Silicon Valley Bank’s rapid fall will continue to have ripple effects throughout the banking and tech industry.
Before US regulators announced plans on Sunday to protect SVB’s clients – many of which were tech startups, including some of Insight Partners’ portfolio companies – corporate leaders rushed to assess the stability of their vendors. They needed to understand whether there would be any impact on their firms’ own operations if tech providers in their supply chains needed to shut down because of SVB’s collapse.
As a result, one key reminder emerged for those CIOs and other tech execs: Expect the best but prepare for the worst. When it comes to critical software, your firm should always have a contingency plan in place should something go wrong.
“We have redundancy and fail-over in place for all critical services, because we cannot control what we cannot control,” he said. “It’s better to be prepared.”
Figuring out a business continuity plan from the outset is key to any new fintech relationship. Even before the SVB fiasco, banks have realized that working with innovative, fast-moving tech startups involves a certain amount of risk. For example, Insights Distilled previously highlighted how Wells Fargo locks down its strategy for managing customer needs if a fintech winds down from the very beginning of a new relationship.
“We figure out how we’ll ensure that – if something happens – it’s seamless to customers, that they can go on managing their finances,” Wells Fargo’s head of digital Michelle Moore said at the time.

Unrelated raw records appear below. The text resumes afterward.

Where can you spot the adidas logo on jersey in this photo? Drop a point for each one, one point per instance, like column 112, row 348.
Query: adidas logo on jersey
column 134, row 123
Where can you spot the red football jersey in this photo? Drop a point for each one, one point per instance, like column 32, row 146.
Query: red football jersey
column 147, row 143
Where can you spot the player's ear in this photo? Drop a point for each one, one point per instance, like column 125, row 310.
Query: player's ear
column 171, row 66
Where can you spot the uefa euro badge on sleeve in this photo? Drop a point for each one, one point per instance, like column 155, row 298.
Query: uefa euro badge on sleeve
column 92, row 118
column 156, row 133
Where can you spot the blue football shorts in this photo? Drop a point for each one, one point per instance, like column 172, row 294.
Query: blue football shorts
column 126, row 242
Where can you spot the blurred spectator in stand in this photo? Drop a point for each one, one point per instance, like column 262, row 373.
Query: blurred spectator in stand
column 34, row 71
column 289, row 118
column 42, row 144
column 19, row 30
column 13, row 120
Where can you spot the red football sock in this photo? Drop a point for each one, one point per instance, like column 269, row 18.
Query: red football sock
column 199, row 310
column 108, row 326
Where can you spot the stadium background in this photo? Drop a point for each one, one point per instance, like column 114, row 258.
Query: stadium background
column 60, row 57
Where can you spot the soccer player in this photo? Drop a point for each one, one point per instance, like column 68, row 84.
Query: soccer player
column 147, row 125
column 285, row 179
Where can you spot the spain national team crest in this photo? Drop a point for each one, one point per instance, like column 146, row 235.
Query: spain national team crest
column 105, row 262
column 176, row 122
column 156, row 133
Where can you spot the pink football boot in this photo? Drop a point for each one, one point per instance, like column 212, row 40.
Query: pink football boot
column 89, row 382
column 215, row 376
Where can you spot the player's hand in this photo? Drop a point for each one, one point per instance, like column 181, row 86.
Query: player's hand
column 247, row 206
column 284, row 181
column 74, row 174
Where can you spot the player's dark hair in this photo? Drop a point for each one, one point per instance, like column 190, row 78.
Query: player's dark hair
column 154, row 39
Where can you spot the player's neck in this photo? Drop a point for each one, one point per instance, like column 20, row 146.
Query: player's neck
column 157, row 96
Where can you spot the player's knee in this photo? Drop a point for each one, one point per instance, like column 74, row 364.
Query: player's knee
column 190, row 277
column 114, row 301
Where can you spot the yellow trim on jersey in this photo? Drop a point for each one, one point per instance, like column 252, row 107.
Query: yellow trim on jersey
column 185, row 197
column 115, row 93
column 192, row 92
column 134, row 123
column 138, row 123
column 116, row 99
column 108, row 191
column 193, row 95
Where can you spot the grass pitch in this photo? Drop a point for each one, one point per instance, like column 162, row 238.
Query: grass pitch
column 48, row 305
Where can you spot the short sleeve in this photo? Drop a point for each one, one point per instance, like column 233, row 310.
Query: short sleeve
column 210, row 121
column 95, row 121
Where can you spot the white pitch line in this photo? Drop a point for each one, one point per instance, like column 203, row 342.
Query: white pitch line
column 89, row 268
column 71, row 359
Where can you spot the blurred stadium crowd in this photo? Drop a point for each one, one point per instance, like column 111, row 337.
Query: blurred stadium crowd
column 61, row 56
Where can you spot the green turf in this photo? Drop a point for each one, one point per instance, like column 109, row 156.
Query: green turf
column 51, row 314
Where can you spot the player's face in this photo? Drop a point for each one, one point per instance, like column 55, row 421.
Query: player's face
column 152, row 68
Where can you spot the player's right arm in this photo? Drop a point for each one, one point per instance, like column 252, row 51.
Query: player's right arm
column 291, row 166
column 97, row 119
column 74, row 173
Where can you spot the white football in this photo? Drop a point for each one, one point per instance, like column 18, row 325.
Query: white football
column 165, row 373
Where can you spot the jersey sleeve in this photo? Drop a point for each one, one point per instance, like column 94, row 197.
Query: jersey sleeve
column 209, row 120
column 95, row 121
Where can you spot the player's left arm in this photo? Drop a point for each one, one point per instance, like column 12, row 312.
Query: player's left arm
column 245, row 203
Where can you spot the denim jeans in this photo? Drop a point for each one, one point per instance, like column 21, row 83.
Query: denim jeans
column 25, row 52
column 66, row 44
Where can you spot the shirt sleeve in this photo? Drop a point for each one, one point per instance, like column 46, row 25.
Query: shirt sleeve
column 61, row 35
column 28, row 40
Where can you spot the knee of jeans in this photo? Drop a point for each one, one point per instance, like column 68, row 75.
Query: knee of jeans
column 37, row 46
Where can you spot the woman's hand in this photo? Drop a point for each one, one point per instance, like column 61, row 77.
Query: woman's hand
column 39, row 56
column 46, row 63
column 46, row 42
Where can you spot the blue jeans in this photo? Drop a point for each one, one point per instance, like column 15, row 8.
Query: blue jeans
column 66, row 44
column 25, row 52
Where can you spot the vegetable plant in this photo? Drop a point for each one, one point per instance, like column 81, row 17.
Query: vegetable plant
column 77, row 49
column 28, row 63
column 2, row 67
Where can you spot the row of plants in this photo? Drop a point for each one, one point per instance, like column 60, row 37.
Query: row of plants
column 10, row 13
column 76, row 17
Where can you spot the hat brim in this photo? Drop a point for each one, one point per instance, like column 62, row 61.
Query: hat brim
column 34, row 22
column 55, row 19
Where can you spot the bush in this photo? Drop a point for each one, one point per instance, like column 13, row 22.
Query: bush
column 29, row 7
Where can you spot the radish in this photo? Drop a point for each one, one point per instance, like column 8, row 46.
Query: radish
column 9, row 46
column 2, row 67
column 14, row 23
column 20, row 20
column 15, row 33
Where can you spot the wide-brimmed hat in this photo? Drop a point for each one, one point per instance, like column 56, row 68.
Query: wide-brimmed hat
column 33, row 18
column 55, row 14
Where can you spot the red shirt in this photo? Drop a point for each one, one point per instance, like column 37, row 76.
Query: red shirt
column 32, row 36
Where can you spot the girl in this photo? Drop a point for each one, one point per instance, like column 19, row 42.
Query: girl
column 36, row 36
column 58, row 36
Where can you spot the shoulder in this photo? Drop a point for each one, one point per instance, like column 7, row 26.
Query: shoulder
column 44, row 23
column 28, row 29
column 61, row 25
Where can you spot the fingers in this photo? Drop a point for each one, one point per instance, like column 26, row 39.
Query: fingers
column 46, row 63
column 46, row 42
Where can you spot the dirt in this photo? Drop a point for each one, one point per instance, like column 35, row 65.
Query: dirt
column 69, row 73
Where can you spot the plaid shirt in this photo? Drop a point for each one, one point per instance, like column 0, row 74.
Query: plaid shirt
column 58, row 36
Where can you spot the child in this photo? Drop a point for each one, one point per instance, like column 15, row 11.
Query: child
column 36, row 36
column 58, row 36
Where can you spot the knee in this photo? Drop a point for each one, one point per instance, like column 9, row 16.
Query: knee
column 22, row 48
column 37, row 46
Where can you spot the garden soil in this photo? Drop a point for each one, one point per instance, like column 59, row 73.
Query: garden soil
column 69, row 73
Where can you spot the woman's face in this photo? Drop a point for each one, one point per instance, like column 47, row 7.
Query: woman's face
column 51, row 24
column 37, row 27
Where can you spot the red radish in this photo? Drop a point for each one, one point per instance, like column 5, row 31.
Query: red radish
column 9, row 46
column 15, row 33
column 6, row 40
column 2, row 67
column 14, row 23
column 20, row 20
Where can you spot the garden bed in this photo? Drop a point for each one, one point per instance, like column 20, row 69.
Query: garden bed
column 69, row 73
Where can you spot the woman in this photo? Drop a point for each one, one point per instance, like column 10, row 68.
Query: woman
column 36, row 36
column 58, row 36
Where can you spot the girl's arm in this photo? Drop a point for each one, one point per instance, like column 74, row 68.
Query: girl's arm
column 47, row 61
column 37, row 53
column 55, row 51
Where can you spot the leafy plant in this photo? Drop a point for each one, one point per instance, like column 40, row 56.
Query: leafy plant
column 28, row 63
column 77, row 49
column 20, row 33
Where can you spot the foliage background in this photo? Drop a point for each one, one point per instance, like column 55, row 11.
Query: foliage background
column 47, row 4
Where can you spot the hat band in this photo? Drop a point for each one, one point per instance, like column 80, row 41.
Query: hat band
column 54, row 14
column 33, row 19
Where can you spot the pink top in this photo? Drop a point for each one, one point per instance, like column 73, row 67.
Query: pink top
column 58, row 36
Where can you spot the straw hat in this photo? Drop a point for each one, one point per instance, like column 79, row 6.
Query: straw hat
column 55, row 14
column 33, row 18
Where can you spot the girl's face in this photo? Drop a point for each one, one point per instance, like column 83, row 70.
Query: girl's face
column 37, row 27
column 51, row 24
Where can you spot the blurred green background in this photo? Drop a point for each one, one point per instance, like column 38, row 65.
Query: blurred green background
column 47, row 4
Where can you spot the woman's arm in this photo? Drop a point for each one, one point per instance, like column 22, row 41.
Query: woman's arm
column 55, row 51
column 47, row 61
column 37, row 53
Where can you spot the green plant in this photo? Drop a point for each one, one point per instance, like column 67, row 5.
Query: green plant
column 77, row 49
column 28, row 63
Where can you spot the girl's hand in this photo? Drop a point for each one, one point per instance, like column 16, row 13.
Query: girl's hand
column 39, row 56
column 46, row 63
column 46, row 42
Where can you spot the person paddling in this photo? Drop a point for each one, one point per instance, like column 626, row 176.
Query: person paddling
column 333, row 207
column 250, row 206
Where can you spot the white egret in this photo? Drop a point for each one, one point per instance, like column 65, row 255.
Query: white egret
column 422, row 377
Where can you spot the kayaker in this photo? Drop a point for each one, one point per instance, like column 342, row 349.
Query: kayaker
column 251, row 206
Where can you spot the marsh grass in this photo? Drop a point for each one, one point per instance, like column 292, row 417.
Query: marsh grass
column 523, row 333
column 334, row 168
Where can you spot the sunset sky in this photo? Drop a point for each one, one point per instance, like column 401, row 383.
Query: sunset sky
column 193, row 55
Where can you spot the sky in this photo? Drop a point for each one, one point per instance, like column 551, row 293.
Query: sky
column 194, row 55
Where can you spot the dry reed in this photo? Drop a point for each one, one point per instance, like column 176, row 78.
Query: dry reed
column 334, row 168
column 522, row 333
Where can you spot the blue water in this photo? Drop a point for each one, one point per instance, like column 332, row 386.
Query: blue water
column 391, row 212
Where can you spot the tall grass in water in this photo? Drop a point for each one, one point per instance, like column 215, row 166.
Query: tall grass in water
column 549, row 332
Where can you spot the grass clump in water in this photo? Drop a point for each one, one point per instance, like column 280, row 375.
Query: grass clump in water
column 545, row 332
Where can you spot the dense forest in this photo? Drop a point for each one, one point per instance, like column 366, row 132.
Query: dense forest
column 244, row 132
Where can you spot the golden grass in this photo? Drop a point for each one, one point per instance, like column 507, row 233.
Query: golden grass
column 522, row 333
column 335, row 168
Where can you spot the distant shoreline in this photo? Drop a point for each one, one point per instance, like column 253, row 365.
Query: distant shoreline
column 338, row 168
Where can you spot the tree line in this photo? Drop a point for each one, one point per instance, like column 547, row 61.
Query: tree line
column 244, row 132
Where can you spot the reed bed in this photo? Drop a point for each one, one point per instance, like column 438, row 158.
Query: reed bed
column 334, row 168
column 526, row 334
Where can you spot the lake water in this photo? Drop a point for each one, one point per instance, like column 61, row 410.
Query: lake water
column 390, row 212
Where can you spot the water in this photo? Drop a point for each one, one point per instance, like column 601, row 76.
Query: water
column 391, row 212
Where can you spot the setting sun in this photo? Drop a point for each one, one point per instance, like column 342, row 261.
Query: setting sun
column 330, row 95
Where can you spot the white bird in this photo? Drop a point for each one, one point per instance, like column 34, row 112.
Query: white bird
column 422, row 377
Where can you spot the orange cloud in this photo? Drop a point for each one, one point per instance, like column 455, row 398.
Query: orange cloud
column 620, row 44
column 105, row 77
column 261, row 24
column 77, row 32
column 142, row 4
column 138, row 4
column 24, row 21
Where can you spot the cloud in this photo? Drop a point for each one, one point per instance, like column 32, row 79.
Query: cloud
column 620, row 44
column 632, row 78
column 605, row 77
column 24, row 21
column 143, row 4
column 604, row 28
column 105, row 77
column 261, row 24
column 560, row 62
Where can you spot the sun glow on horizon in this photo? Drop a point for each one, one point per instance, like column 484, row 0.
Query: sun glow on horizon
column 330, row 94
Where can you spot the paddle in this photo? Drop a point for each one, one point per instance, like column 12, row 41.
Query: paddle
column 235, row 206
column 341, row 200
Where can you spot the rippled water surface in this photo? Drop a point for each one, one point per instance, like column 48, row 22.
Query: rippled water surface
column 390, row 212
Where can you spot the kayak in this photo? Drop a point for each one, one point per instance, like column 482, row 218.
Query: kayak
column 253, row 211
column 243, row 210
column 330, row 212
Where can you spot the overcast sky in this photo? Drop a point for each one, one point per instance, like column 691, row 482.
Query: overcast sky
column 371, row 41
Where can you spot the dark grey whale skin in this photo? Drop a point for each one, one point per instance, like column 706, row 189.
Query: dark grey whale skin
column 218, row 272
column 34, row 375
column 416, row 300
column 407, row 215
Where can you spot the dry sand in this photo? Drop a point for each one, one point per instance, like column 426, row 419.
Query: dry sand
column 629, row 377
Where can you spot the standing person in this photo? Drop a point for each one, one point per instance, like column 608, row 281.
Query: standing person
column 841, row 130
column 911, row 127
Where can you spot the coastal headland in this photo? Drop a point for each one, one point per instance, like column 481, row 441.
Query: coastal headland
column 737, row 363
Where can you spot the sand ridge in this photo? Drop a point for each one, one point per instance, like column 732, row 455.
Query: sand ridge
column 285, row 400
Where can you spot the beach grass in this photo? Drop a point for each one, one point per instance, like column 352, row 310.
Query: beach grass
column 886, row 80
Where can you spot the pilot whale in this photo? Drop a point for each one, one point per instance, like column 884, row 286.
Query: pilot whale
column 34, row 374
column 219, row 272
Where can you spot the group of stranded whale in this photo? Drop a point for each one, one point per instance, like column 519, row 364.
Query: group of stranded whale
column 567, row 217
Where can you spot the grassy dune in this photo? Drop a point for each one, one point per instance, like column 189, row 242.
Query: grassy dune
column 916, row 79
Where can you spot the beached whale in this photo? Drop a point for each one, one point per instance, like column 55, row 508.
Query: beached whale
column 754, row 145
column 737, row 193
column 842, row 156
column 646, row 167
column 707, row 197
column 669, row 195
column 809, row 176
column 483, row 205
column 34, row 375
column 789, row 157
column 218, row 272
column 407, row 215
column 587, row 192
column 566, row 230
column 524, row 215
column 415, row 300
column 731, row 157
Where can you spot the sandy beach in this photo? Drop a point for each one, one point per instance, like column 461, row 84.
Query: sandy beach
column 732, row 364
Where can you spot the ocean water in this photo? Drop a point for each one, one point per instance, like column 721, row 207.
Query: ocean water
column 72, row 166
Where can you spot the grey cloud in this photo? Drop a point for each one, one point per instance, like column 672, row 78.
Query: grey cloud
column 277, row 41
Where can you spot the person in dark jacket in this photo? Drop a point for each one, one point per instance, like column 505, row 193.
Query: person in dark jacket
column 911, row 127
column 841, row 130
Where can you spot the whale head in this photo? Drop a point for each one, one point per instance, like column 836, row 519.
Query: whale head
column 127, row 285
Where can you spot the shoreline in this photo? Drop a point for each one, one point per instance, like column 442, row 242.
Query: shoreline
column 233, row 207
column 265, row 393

The bank obviously hopes that any startup it works with will succeed in the long run, but it still creates a plan for its demise.
Running through worst-case scenarios is crucial: “My legal, risk, and compliance partners are my best friends,” Moore said.
SVB’s fall is the second high-profile event this year to underscore the importance of backup plans: When a cyberattack crippled financial software firm ION in February, the disruption forced its banking and broker clients to resort to manual trades to keep markets whirring.